Новобранцы стояли как истуканы.
— Здравствуйте, товарищи курсанты! — проревел майор, выйдя на середину плаца.
Приветствие новобранцы с испугу прокричали громко, но вразнобой. Майор поощрительно улыбнулся, осмотрел шеренгу, представился:
— Я замполит дивизиона. Фамилия у меня простая и короткая. Состоит всего из трех букв.
— Х-уй — уй — уй — уй, — негромко, словно эхо прокатилось по строю.
— Не-ет, — заулыбался майор. — Вы ошибаетесь. Моя фамилия Зык. Майор Зык.
Майор Зык обстоятельно излагал задачи учебного артиллерийского подразделения. Он при этом то строго хмурился, то ласково жмурил глаза и двигал рукой, успокоительно, ровно: вы, мол, слушайте, ребята, пригодится, я всё растолкую, всё объясню. При этом он трижды повторил, видать, излюбленную фразу:
— Труд сделал из обезьяны человека. Труд сделает из человека солдата.
Вечерело. Небо надвигалось на землю. Настаивался пепельный сумрак. Ветер со стороны Финского залива нес пронизывающий холод. Этот холод становился все жгучее. Ноги без движений окоченели — и не понять: живы они, действуют или превратились в бесчувственные ходули. Пальцы рук не согнуть, не разогнуть — одеревенели. Тело изнывало от беспрестанной мелкотной дрожи.
— Ты как? — тихо спросил немеющими губами Алексей Ворончихин стоявшего рядом Ивана Курочкина.
У Ивана прыгали от холода губы и слезились глаза.
— Терпимо, — произнес он. Но все его существо, казалось, кого-то умолительно спрашивало: когда, когда это кончится?
Всё только-только начиналось.
XПоезд катил к станции. За мутными окнами свинцово заблестела незамерзшая Вятка в белых снежных берегах. Сердце обожгло горькой радостью… К годовщине Октября по лагерным скопищам прокатилась амнистия. Валентина Семеновна тоже подпала под милостивую послабину Верховного Совета. И хоть урезка срока вышла невелика, всего-то год, но и день в неволе, за колючей опояской, не сравним с днем свободы.
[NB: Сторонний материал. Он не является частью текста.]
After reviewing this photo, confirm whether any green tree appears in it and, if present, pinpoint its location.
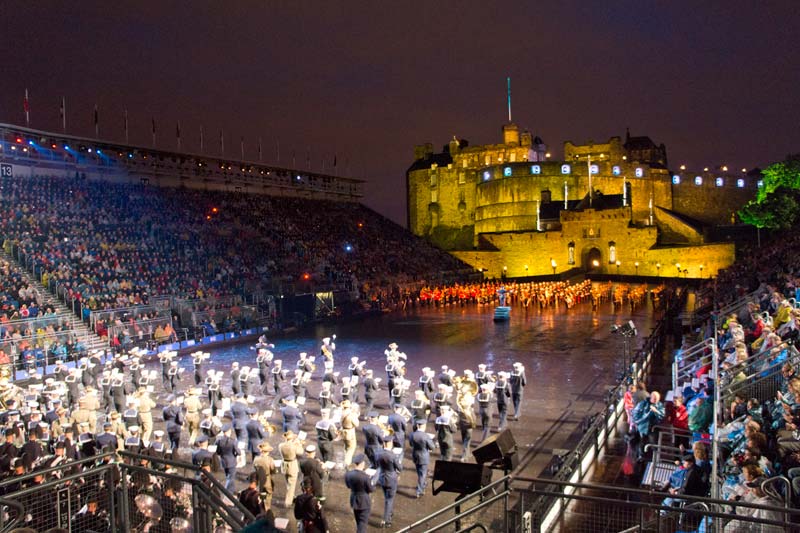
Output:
[739,186,800,229]
[756,154,800,202]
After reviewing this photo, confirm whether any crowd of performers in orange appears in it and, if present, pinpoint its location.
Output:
[415,279,664,310]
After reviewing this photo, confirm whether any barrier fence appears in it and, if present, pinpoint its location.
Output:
[0,452,254,533]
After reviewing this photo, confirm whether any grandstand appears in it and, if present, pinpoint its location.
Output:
[0,121,800,532]
[0,125,472,366]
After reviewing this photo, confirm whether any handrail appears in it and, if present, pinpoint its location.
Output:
[0,492,25,531]
[396,490,511,533]
[520,487,800,527]
[118,450,255,520]
[513,477,800,515]
[397,476,512,533]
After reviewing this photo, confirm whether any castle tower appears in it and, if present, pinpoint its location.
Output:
[503,122,519,146]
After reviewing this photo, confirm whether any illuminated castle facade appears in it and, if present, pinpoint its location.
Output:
[406,123,758,277]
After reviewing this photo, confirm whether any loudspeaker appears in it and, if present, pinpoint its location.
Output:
[472,429,517,464]
[431,460,492,494]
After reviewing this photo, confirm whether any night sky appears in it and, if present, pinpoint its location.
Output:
[0,0,800,222]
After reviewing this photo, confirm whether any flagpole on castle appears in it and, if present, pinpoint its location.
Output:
[22,88,31,128]
[506,76,511,124]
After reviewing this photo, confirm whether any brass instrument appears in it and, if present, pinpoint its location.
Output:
[453,376,478,397]
[258,411,278,435]
[453,376,479,427]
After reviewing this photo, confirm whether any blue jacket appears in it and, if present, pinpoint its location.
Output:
[344,470,374,511]
[631,398,665,436]
[408,431,434,465]
[375,449,403,489]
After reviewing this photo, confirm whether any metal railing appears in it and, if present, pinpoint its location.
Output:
[672,338,716,390]
[0,451,255,533]
[507,478,800,533]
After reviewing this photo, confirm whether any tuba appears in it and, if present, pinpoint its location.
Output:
[453,376,478,396]
[453,376,479,428]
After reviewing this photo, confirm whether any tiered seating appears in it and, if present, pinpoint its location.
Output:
[643,236,800,505]
[0,177,464,309]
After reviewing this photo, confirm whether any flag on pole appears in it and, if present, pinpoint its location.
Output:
[122,107,129,144]
[58,96,67,133]
[22,88,31,127]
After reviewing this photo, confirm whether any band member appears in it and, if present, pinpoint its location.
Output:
[341,400,359,465]
[319,381,333,409]
[436,405,458,461]
[314,409,339,462]
[206,369,222,416]
[231,361,242,396]
[362,369,380,413]
[411,389,431,421]
[419,366,434,402]
[270,359,286,407]
[375,435,403,527]
[278,431,303,508]
[510,362,527,420]
[256,345,273,389]
[432,383,453,418]
[319,335,336,362]
[408,419,435,498]
[361,411,383,468]
[477,383,494,441]
[494,372,511,431]
[344,453,373,533]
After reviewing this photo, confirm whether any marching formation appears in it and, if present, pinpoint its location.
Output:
[0,336,526,531]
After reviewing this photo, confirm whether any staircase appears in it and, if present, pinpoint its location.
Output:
[0,248,108,356]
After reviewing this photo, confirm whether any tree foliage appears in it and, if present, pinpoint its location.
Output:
[739,187,800,229]
[756,154,800,202]
[739,154,800,229]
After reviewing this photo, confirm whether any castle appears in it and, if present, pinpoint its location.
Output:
[406,123,761,278]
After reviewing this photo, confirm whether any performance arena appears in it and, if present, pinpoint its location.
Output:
[0,125,800,533]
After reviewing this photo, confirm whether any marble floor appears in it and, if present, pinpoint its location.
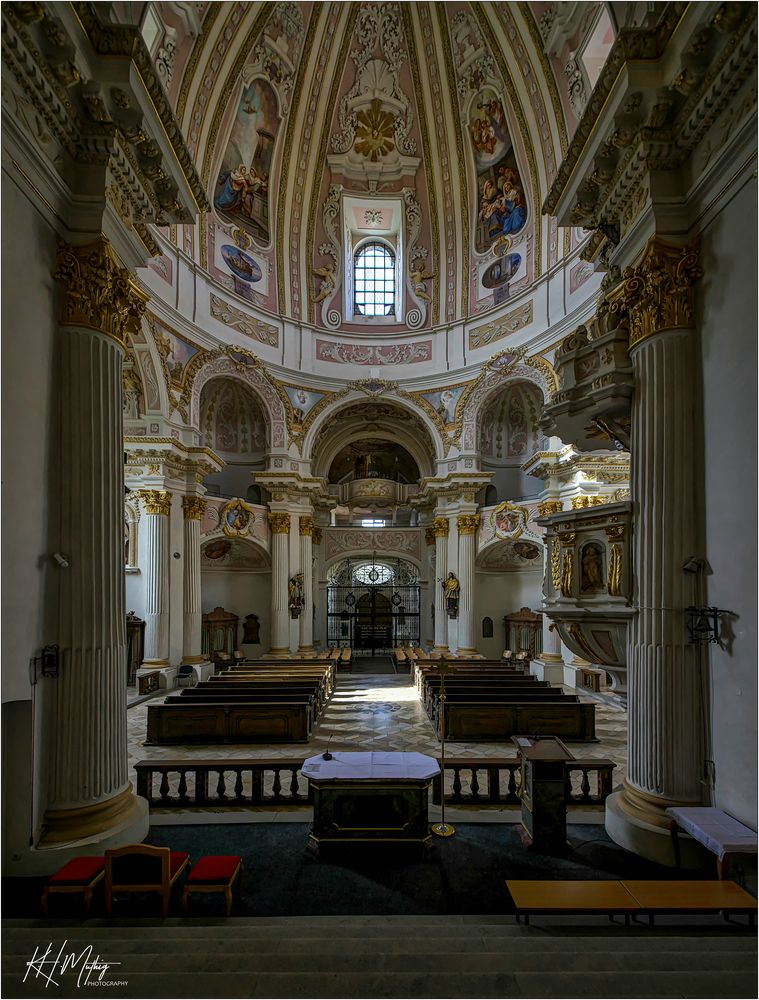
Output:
[127,671,627,808]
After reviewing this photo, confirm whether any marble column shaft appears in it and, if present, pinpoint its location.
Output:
[41,237,147,853]
[182,496,206,663]
[432,517,450,650]
[456,514,480,652]
[298,515,314,652]
[140,490,172,667]
[269,511,290,654]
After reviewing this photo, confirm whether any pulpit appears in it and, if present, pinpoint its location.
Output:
[511,736,575,854]
[203,608,240,664]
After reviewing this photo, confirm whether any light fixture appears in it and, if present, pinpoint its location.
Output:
[685,605,732,645]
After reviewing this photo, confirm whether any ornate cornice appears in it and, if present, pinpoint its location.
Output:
[140,490,172,516]
[456,514,480,535]
[182,497,208,521]
[53,236,148,347]
[607,237,702,350]
[432,517,451,538]
[268,510,290,535]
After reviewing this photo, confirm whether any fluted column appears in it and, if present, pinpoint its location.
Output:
[456,514,480,653]
[182,497,208,663]
[269,511,290,656]
[607,240,705,864]
[432,517,450,653]
[140,490,172,667]
[298,515,314,652]
[39,237,148,859]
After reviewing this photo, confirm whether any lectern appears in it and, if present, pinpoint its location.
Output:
[511,736,574,854]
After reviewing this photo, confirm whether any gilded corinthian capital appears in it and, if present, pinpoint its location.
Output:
[269,510,290,535]
[53,236,148,346]
[182,497,208,521]
[140,490,171,516]
[456,514,480,535]
[607,237,702,348]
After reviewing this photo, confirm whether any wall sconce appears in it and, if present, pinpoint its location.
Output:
[685,606,732,645]
[32,645,60,677]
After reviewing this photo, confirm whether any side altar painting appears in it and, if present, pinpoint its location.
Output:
[213,79,280,242]
[469,87,527,254]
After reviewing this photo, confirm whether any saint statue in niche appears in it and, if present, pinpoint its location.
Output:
[580,542,604,594]
[440,573,461,618]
Она ехала в автобусе в свой район, ехала, как все окружавшие ее люди, свободная, всем ровня, а все же чем-то помеченная. Чудилось, что народ автобусный на нее косится… На родной улице, у занесенного первоснежьем оврага, она долго глядела на соседскую, присыпанную снегом рябину с красными гроздьями. Стайка зябликов набросилась на рябину. Чирикают, рвут подмороженную ягоду. Она не спешила. Впереди холодный вдовий дом. Сыновья разъехались. Работу после тюрьмы походишь-поищешь… Но что это? Валентина Семеновна увидела родной дом, милый свой барак. Батюшки! Из трубы дым валит! Вот те раз! Скорее ближе подошла. Дух вкусный чуется. Знать, блины пекут.
Во главе стола сидел Череп. По правую руку от него Коленька, который к нему очень привязался и всегда чутко слушал. По левую руку — Анна Ильинична. Со сковородой у печи — Серафима. Череп рассказывал «теще» и «сыну», которых признавал родней лишь наполовину, о том, как научное судно «Миклухо-Маклай» во время шторма в Мозамбикском море вынесло на рифы, разбилось, и остатки уцелевшей команды оказались в непролазных джунглях Экваториальной Африки.
— Жрать-то охота, а кругом баобабы и полная безнадега. Поймали по случаю туземца-негра и жарили его на вертеле… Мясо у этих черномазых, как у старых кабанов. Жесткое, как подметка. Но ежели перед этим вмазать спирту, то нормальная закусь, елочки пушистые!
Светлоокий Коленька простодушно верил «папке» и улыбался. Анна Ильинична снисходительно вздыхала. Серафима старалась не слушать историю, но иногда невольно встревала:
— Спирт тоже в Африке нашли? Источник, поди, какой открыли?
Тут и нагрянула хозяйка.
У Серафимы из рук выпала сковорода на прихватке, Анна Ильинична поперхнулась блином, Коленька замер, Череп возликовал:
— Сестра вернулась! А ты, Сима, говорила, сегодня без водки обойдемся.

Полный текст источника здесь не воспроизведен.